CASH RETENTION AWARD AGREEMENT
Exhibit 10.1
RECITALS
A. | Apollo Group, Inc. is implementing this special cash retention award to encourage key employees and officers of the Apollo Group, Inc. or one or more of its Subsidiaries (collectively “the Company”) to remain in the employ of the Company by providing Participants with the opportunity to earn a cash amount pursuant to the terms of this Cash Retention Award Agreement (“Agreement”) by remaining employed with the Company through the retention dates set forth in the Agreement. |
B. | All capitalized terms in this Agreement shall have the meaning assigned to them in the attached Appendix A. |
NOW, THEREFORE, it is hereby agreed as follows:
AWARD SUMMARY
Cash Retention Award. The Company hereby awards to the Participant, as of the Award Date indicated below, a cash retention award (the “Award”) entitling the Participant to a cash amount that is earned if the Participant meets the Service-vesting requirements set forth in this Agreement. The dates on which the actual cash amount earned under the Award shall become payable and the remaining terms and conditions governing the Award, including the applicable Service-vesting requirements, shall be as set forth in this Agreement.

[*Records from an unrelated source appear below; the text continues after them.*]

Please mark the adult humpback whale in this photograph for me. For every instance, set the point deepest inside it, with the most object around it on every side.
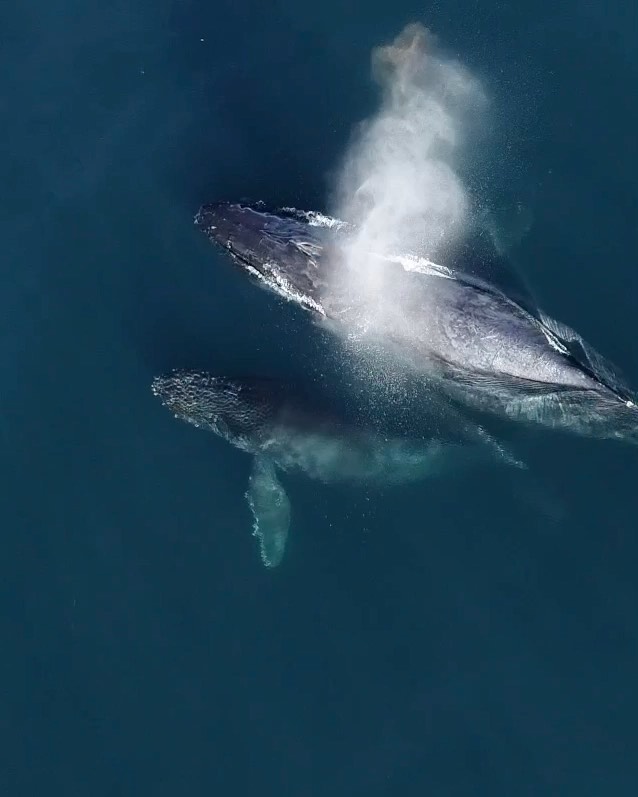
(468, 324)
(282, 433)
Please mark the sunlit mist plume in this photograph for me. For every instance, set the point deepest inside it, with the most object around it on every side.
(400, 183)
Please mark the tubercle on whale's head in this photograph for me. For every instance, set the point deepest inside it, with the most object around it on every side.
(279, 250)
(236, 411)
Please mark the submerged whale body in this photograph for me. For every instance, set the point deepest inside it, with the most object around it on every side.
(284, 434)
(467, 324)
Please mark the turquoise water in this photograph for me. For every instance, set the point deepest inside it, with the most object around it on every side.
(459, 638)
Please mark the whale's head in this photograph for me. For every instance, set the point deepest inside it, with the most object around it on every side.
(237, 411)
(281, 250)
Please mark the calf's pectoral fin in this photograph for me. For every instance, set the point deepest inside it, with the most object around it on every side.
(270, 506)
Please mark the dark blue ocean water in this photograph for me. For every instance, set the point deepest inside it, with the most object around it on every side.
(447, 639)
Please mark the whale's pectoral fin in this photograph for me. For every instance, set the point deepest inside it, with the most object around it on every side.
(270, 506)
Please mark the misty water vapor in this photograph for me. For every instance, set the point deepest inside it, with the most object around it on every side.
(399, 184)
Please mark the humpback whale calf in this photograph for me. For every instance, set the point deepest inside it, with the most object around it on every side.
(282, 433)
(468, 324)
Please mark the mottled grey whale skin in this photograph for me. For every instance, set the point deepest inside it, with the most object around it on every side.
(282, 433)
(471, 325)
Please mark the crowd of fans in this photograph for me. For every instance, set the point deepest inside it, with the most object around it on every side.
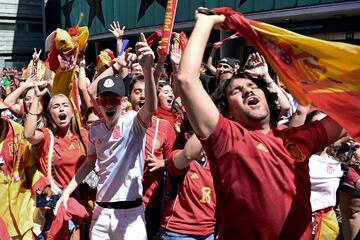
(187, 151)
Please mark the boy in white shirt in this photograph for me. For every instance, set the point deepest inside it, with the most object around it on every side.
(118, 141)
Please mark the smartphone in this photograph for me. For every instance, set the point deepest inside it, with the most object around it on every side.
(41, 201)
(206, 11)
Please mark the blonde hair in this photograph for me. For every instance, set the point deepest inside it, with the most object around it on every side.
(74, 127)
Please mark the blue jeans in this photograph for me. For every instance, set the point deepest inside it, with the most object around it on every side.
(167, 235)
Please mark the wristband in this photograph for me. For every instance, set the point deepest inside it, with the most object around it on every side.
(115, 71)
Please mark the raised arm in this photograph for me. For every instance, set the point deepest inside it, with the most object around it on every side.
(118, 32)
(192, 150)
(201, 111)
(210, 61)
(30, 133)
(12, 99)
(146, 59)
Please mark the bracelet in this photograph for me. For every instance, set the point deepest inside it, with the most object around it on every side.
(34, 114)
(115, 71)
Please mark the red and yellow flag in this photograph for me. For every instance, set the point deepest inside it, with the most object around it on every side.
(168, 26)
(68, 47)
(324, 73)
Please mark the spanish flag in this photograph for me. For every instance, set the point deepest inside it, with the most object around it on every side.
(324, 73)
(69, 45)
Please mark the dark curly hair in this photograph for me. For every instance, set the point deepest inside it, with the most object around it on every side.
(220, 100)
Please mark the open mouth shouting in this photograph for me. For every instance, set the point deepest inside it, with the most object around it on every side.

Participant: | NAME OF EXECUTIVE |
Award Date: | October XX, 2012 |
Retention Bonus Amount: | The total cash amount of the Award that may become payable pursuant to this Agreement shall be $XXXXXX |
Vesting Schedule: | The Award shall vest in two (2) successive equal annual installments. Fifty percent (50%) of the Award shall vest on September 15, 2013 and the remaining fifty percent (50%) on September 15, 2014, provided that the Participant remains continuously in Service with the Company through each such annual vesting date. There will be no pro-rata vesting of the Award. |
1. | Limited Transferability. Prior to the actual payment of the Award, the Participant may not assign, transfer, pledge or otherwise encumber any interest in this Award or any cash amount that may become payable hereunder, and the Participant shall at all times remain a general creditor of the Company with respect to any amount that becomes payable pursuant to this Agreement. However, the Participant’s right to any portion of the Award that vests but otherwise remains unpaid at the time of the Participant’s death may be transferred pursuant to the provisions of the Participant’s will or the laws of inheritance or to the Participant’s designated beneficiary or beneficiaries of this Award. The Participant may make such a beneficiary designation at any time by filing the appropriate form with the Company. |
2. | Payment of Bonus Amount. |
(a) | Each installment of the Award that vests and becomes payable to the Participant under this Agreement shall be paid within thirty (30) days following the applicable vesting date. The payment shall be subject to the Company’s collection of the applicable Withholding Taxes, and the |
Participant shall only receive the net amount of the Award remaining after such Withholding Taxes have been collected.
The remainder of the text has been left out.